The College Student Affairs Administration program
In his master’s program, he has learned leadership—how to lead a team and lead other people—skills he could easily translate to the nonprofit sector or corporate world.
He learned how to be a better communicator. “I don’t show up the same way I used to,” he said. “I listen to people. I listen to their needs. I assess what they might need and ask questions. I explore things other people might not. I really like to sit down with my students: What is going on, how can I really support you?”
He holds biweekly meetings with students and tries to go beyond asking about class, instead asking about their challenges and how he can help them meet those challenges.
“Who I am now is completely different than I was two years ago—because of my education,” he said. “I just see the world differently. I’m advocating for rights, advocating for people who don’t look like me, getting them support, not backing down. Two years ago, I would never openly discuss things and speak up.

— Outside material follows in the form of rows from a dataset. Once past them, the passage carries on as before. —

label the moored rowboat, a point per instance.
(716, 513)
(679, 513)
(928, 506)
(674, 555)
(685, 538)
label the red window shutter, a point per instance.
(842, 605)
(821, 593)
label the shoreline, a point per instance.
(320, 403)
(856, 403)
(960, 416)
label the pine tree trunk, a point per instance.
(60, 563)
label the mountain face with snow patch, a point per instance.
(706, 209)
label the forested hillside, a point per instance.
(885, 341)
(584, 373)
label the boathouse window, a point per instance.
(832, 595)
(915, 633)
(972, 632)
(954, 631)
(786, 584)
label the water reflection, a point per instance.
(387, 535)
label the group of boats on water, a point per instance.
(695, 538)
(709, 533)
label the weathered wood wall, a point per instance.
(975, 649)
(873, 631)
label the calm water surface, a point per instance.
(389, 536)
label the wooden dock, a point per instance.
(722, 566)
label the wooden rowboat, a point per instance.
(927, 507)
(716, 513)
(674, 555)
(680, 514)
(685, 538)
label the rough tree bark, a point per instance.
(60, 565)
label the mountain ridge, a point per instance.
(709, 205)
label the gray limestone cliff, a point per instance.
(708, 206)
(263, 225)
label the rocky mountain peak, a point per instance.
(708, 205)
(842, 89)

I didn’t feel like I had enough knowledge.”
The program gave him confidence so that he can speak up. But through his coursework and experience, he sees what students need—and tries to fill that need.
It’s how Q-mmunity Wednesdays came about.

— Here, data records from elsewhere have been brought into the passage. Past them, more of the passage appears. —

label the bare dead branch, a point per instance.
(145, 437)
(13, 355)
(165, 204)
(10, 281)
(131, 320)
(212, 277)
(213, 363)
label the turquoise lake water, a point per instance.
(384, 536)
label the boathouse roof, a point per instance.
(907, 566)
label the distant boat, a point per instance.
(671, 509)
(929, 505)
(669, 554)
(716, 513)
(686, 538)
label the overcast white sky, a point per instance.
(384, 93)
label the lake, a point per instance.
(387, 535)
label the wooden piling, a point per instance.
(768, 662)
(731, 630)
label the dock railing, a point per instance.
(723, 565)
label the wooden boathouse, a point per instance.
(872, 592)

When the pandemic hit, the LGBT Resource Center first worked to get its students immediate resources to combat food and housing insecurity and then quickly focused on student mental health. While the pandemic has been hard for everyone, they wanted to support students of color, queer and trans students—to make sure they were seen and heard.
Belizaire created Q-munnity Wednesdays to have an online safe space for queer students in crisis. He saw the need and volunteered to write the program proposal.
“We’re meeting students where they’re at virtually,” he said. “We have critical conversations so that students in crisis, in need of support can get those resources. We give them a virtual space to connect with others, to interact.”
Indeed, the pandemic flipped the way the LGBT Resource Center operated. Previously, the center held lots of in-person events to build community for students. Last year, the center switched to Zoom and social media. Belizaire and other staffers would post on social media every day to check in on their students. They went from 500 followers to 1,425 followers on Instagram—with lots of engagement.
“We need those interactions,” he said. “We’re all human and social by nature, and we need to be with people and need community.”
Ultimately, COVID-19 made him think more about his students. He also took time to check in with himself, asking, “How am I doing?”
“If I’m not doing well, what does this mean for my students? How can I make sure they’re getting the help and support they need during this time?” he said.
But through all of the classes, one-on-one sessions with students and POSE marathons he holds for his PRISM group, he’s proudest that soon he’ll be a published author. He’s working on a book chapter for “Exploring Black College Men & Leadership Learning.” His chapter looks at transfer student experiences, specifically what their motivation is and what shapes their experience: mentors, communities of support or self-determination.
Beyond that, he says he has immense pride to be graduating with a master’s degree this May.
The son of Haitian immigrants, Belizaire is a first-generation college student who is the first in his family to live away on campus, and the first in his family to be getting a master’s degree.
The pandemic also changed some of his plans. Originally, he thought he’d want to work in Atlanta.
But when his dad got coronavirus last March, he realized how much family—and being close to family—meant. And after May graduation, he’ll be looking for jobs in the Connecticut-New York area near his family.